You need to either go NC or find a way to control contact much more strictly. You could get another phone with a new number, and keep the old one switched off most of the time then just check it say weekly. It's about stopping him being able to ring and make demands when you can't then refuse them.

By the way, he wouldn't be there for you if you were in trouble. It would probably be because of him! Look at how your birthday was. He'd tell you that you're very capable and you'd sort it out and that would be that.

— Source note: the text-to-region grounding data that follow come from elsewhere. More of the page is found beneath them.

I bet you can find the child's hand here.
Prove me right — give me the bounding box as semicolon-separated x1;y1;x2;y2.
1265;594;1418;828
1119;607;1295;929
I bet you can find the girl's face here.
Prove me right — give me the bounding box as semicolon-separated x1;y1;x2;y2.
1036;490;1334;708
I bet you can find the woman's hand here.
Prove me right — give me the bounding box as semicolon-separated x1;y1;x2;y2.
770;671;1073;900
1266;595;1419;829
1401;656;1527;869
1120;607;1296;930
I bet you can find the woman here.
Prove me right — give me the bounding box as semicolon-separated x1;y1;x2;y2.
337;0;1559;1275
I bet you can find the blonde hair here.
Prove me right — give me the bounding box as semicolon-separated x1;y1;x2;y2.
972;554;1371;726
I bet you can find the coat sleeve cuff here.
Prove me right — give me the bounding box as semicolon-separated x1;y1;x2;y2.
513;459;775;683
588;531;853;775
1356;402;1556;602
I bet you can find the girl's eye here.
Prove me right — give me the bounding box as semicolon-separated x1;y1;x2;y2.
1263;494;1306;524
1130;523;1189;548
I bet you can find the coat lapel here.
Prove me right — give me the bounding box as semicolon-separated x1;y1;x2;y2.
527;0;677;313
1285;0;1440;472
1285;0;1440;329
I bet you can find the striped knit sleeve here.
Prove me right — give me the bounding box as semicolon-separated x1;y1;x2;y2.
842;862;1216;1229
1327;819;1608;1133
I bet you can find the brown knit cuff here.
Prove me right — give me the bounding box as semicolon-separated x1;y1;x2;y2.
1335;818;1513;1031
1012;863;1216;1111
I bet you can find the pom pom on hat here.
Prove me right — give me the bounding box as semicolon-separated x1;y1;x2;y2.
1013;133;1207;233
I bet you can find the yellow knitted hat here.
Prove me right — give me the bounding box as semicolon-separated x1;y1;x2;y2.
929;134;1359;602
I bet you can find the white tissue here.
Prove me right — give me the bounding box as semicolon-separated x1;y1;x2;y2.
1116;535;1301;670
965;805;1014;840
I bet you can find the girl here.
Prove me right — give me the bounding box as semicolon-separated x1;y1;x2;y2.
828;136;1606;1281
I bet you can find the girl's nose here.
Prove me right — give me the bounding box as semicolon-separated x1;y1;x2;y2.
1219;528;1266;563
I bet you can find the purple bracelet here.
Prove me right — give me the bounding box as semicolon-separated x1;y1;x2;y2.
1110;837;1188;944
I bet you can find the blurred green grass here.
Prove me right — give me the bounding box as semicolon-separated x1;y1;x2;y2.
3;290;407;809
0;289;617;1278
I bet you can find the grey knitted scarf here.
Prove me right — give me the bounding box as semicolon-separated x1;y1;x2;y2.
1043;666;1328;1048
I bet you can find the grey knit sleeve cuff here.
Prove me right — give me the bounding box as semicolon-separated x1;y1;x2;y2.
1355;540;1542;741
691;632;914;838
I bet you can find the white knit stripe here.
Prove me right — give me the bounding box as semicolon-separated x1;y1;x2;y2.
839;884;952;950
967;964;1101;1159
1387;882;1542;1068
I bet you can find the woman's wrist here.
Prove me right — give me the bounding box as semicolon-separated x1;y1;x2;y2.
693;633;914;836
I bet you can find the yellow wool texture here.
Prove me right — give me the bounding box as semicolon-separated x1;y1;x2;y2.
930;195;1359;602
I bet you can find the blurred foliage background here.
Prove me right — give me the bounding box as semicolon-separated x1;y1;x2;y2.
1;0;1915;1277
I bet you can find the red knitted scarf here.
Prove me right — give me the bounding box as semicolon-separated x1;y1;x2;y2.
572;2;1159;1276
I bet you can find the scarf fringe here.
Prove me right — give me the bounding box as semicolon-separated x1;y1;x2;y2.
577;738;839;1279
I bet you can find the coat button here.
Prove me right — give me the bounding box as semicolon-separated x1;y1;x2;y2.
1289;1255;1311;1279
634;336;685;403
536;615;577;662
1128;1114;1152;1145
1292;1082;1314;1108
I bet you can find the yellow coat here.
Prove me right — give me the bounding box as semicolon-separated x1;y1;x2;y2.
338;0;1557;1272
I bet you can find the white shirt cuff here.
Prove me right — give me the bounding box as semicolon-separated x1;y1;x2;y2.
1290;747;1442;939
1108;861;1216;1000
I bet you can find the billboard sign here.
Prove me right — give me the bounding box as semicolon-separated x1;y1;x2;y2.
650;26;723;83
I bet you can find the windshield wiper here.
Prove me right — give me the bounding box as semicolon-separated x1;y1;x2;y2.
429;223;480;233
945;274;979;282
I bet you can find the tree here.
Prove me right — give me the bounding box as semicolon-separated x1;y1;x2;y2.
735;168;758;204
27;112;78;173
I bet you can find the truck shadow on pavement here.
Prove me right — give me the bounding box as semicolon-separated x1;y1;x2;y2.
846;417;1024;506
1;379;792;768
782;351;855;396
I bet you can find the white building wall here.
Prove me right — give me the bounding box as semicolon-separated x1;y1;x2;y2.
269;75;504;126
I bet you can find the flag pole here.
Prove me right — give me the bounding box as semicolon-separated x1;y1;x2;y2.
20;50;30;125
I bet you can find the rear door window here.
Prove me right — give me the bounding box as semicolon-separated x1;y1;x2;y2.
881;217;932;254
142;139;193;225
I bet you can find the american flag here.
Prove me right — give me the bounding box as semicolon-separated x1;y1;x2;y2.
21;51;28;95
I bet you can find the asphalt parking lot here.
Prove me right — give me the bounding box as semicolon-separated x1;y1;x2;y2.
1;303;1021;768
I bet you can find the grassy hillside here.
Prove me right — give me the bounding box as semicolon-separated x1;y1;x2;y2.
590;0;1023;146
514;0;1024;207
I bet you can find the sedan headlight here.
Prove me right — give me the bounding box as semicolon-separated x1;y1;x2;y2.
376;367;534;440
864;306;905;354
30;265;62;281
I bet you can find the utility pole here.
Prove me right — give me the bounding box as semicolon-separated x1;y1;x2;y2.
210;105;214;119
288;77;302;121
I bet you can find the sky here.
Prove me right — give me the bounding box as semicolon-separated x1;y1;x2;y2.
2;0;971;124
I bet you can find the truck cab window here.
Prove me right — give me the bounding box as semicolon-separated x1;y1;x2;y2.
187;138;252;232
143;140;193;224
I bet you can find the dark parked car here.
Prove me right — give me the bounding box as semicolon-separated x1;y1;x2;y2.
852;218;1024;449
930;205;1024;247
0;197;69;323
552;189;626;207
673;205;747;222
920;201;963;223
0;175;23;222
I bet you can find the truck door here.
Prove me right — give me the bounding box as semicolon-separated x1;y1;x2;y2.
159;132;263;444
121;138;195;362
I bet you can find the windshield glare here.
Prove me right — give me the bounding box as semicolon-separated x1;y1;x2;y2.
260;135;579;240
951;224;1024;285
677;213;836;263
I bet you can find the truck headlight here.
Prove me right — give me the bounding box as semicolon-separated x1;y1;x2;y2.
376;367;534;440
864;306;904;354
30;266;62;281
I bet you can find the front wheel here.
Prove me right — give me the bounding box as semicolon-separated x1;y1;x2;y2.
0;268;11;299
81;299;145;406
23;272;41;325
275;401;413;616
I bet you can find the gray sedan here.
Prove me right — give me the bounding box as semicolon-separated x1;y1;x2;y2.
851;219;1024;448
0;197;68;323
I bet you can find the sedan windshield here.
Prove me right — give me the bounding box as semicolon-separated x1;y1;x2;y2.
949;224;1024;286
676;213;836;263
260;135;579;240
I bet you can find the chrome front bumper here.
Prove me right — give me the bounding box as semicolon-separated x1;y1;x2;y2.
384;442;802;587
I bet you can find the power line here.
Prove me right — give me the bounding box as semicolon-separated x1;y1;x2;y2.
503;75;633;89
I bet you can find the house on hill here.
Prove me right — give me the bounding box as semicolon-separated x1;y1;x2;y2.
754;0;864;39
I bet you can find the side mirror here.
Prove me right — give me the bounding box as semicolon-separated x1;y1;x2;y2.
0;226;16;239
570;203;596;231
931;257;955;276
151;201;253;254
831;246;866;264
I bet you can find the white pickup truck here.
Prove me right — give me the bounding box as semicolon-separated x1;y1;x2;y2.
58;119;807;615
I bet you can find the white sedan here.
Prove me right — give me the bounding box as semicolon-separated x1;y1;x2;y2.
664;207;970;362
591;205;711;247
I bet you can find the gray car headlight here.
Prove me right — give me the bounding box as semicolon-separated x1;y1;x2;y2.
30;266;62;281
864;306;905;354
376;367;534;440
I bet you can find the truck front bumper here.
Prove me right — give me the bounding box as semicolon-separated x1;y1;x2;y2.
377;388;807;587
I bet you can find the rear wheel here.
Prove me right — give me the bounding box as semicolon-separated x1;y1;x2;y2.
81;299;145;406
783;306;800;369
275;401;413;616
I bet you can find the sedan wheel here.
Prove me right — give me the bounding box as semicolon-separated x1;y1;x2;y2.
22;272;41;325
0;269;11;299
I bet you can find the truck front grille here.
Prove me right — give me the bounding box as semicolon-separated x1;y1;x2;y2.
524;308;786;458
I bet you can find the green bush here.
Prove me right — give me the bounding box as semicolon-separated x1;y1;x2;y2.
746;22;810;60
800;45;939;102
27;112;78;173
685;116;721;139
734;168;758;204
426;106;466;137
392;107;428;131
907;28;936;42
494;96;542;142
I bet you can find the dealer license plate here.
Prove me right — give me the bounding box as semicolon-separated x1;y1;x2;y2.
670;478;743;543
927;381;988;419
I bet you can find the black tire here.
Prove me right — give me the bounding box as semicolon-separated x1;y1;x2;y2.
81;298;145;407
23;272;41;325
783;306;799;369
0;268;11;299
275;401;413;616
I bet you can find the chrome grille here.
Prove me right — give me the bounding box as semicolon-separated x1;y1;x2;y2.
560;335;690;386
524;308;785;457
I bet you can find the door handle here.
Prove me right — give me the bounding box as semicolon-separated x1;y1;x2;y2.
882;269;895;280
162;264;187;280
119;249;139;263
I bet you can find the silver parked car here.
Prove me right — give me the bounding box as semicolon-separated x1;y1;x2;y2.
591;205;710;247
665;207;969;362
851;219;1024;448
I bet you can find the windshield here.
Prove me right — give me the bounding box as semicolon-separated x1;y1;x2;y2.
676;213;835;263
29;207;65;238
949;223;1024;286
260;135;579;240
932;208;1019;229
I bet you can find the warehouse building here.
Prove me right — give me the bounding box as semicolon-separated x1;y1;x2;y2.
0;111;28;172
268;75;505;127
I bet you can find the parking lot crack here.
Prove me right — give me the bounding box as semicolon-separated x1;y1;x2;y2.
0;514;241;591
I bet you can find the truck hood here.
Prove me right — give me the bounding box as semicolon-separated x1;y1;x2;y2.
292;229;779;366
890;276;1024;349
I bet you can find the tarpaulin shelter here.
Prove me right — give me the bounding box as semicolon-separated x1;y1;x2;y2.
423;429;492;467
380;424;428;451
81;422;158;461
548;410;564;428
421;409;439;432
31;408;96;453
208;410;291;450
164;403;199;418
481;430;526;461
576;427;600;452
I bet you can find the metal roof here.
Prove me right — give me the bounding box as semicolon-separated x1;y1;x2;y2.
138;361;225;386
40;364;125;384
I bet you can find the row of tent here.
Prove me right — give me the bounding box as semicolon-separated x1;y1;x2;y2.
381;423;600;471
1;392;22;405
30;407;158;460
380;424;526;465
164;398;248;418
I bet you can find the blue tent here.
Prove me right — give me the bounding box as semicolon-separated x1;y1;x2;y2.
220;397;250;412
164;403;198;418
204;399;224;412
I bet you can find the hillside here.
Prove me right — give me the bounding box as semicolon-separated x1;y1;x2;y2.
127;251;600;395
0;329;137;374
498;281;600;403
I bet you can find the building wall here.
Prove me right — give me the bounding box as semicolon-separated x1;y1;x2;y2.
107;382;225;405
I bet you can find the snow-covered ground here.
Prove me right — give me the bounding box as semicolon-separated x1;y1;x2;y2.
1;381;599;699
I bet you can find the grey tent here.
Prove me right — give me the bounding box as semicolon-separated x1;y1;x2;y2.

AttilaTheMeerkat · 03/03/2025 19:18

Head like this because he can be like this. He has learnt this works for him. Its not your fault he is the ways he is and you did not make him that way either. You have received the Special Training here to put his needs first with your own dead last.

Your sister is trying to minimise your feelings by saying that to you and I’d keep my distance from her too. Your dad had a choice when it came to you and he chose to inflict likely what was done to him as a child. Keep your kids and yourself well away from him going forward. They will say thank you for doing so.

OneWaryCat · 03/03/2025 19:24

Sorry OP, I read your post and I think you probably already know what the answer to the question is. It's just very hard to come to terms with and actually do. Good luck x

VillageFete · 03/03/2025 21:38

@PullTheBricksDown It is the bare minimum, I hadn’t really thought of it that way. I just keep thinking things like “Well, he never abandoned me and so he doesn’t deserve for me to go NC” But then I think of how much better my life would be without him in it, and feel instant guilt and horror that I feel that way.

@AttilaTheMeerkat It was my dad’s sister; not my sister. I probably didn’t make that clear! She was defending him to a degree and sort of expecting me to suck it up. It felt very disappointing.

@OneWaryCat Thank you. It does feel almost impossible, but i’m certain most would cut him off if they were in my position, and I would completely understand!